Investing in real estate not just solidifies your dream of owning a home. But, it is a savvy investment that brings you robust results in the future.
And, now is the perfect time to invest as the real estate sector is projected to grow steadily at 9.2% annually from 2023 to 2028. Urbanization, rental market expansion, and rising property values are key drivers for this growth.
There are a variety of factors that come into play when investing in real estate in India.

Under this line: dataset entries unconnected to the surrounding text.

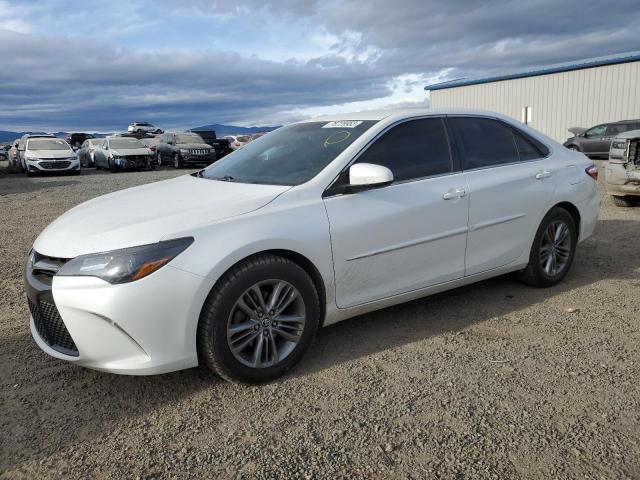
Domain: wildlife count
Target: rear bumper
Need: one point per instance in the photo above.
(621, 180)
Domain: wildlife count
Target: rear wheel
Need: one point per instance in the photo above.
(626, 200)
(259, 320)
(553, 249)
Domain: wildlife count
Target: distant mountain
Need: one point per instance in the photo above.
(222, 130)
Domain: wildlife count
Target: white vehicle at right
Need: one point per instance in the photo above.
(622, 174)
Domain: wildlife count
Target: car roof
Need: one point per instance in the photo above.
(401, 113)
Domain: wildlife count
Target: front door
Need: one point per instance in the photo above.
(408, 235)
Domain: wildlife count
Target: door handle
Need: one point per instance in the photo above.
(454, 193)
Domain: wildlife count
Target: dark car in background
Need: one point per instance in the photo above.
(87, 150)
(596, 141)
(119, 153)
(77, 139)
(222, 146)
(183, 149)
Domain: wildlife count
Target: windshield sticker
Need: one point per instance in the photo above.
(336, 137)
(343, 124)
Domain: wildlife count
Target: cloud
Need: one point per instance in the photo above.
(77, 65)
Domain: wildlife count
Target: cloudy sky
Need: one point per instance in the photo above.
(95, 65)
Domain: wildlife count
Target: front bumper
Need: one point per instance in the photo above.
(621, 180)
(139, 328)
(137, 161)
(45, 166)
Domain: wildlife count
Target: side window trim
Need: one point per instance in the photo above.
(328, 191)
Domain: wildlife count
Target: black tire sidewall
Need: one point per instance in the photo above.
(541, 277)
(258, 271)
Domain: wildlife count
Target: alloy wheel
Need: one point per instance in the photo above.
(266, 323)
(555, 248)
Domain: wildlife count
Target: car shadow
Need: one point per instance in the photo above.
(49, 404)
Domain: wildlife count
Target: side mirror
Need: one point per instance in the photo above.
(364, 176)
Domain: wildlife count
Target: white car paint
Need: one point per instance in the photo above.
(371, 249)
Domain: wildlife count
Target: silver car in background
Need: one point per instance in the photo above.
(623, 170)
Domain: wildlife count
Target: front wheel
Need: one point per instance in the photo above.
(553, 249)
(259, 320)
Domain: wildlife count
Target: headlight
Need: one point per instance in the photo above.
(127, 264)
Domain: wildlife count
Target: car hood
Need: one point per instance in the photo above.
(51, 153)
(190, 146)
(149, 213)
(123, 152)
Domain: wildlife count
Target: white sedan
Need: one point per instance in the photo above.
(237, 266)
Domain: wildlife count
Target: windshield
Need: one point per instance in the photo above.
(290, 155)
(188, 138)
(125, 142)
(47, 144)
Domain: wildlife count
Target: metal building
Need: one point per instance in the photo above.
(554, 98)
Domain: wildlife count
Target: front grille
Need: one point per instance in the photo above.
(54, 165)
(51, 328)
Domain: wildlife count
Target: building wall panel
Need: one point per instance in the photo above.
(579, 98)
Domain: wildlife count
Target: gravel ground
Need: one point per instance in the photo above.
(494, 380)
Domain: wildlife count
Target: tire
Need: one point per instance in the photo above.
(221, 311)
(625, 200)
(541, 273)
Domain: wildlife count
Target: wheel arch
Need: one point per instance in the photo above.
(573, 211)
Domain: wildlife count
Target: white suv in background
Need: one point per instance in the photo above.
(50, 155)
(237, 266)
(143, 127)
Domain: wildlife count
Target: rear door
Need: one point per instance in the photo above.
(510, 186)
(407, 235)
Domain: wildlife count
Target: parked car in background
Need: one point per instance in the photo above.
(120, 153)
(77, 139)
(50, 155)
(596, 141)
(152, 141)
(622, 173)
(87, 150)
(220, 145)
(236, 267)
(143, 127)
(13, 154)
(237, 141)
(182, 149)
(22, 144)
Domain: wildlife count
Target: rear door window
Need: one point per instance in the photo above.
(412, 150)
(484, 142)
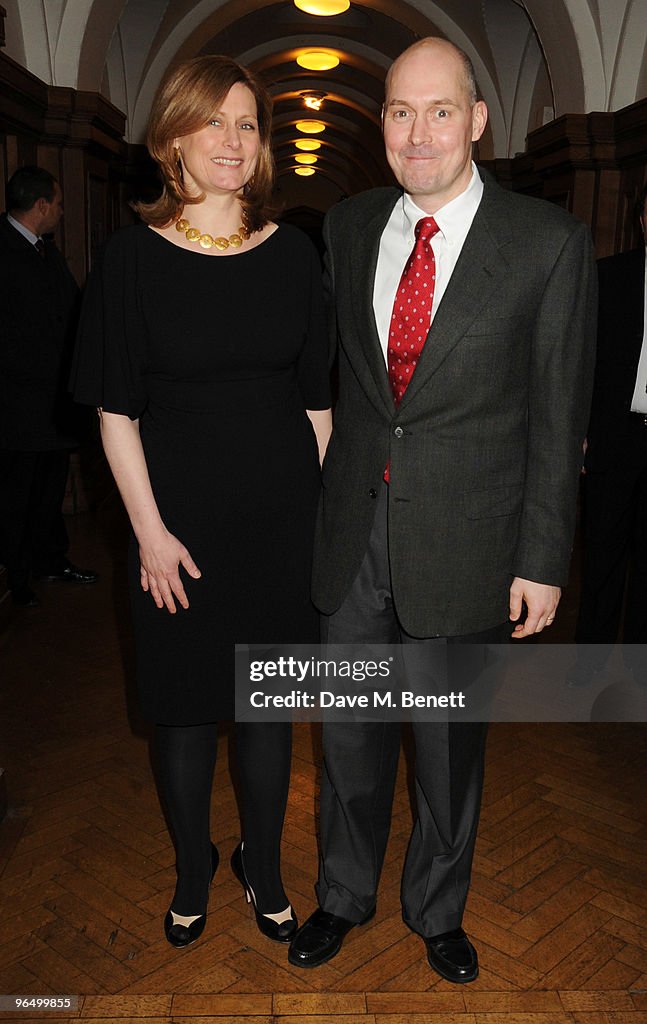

However, you don’t have to worry about a thing as we have you covered. Ahead, we tell you how to invest in real estate in India effortlessly. Let’s unpack!
How to invest in real estate in India?
Let’s understand all the important factors that tie together in helping you savvily invest in the real estate market in India.
Determine your investment Horizon
Never jump into investments blindly. The first thing you must determine is whether you are looking for long-term or short-term returns. Clearly state your investment goals as it will steer you in the right direction. While real estate endeavors take time to generate profits, the timeline can be adjusted as per your requirements.
For instance, let’s say you are looking for quick monthly returns. You can always invest in a ready-to-move-in property in a booming city like Bangalore or Hyderabad. This way, you can rent out the property for a lucrative monthly return.
Consult a Financial Advisor
If you have the necessary knowledge regarding real estate investments, that’s great. Otherwise, you can always consult a financial advisor to help you out. They will not only help you with investment advice but even develop your financial portfolio for fruitful returns.
Even if you are absolutely new to this, it doesn’t matter when you have an experienced advisor by your side. The personalized guidance they bring you helps you understand and customize your investment strategies and move in the right direction.
Compare Different Investment Approaches
Unlike the yesteryears, investing in real estate is so easy. You have several options like REITs, fractional ownership, and even real estate mutual bonds.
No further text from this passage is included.